I believe everyone knows what audiosurf is. For those who don't, here's a video:
There are many other video games which I didn't go over (DJ hero, Guitar hero, DDR, ITG, that keyboard game, some drumming game, probably some others) But I was specifically looking for games where music effects gameplay and gameplay effects music, not just playing to the music.
These games are where the gameplay effects music. This is becoming a more and more common theme in modern music with audience participation, either purposely or unwittingly. For example, the cellphone symphony:
This is for a commercial, but this has been used in actual music. I just can't find a video of it right now.
Another example is the classic piece known as "O Superman" where Laurie Anderson just uses her voice and a modulator to create a form of music.
There are other examples where non-musicians can use technology to create music, but I really can't find them right now.
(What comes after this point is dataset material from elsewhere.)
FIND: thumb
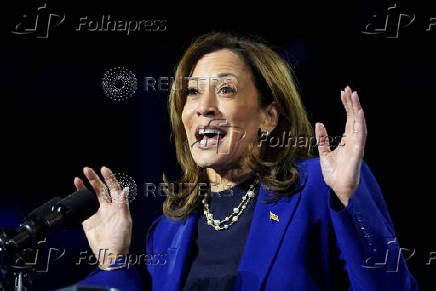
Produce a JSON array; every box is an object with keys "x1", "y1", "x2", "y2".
[{"x1": 315, "y1": 122, "x2": 331, "y2": 156}]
Either way, electronique music is getting more popular with audiences and users since it needs audience participation, which makes people more likely to join those concerts. People like being a part of something, not just to watch but to participate. Classical styles were once also based heavily on participation and social cliques, but in modern times since Berlioz and programme music, music is now made to be listen to and analyzed, and less about the popular. Because of this, there is a hole in the industry where the latest group of crap is shoved at huge prices so that companies can make money.
This post was inspired by BIT.TRIP BEAT and youtube's current link to super popular music with 111 million views, which after listening to I found myself disgusted.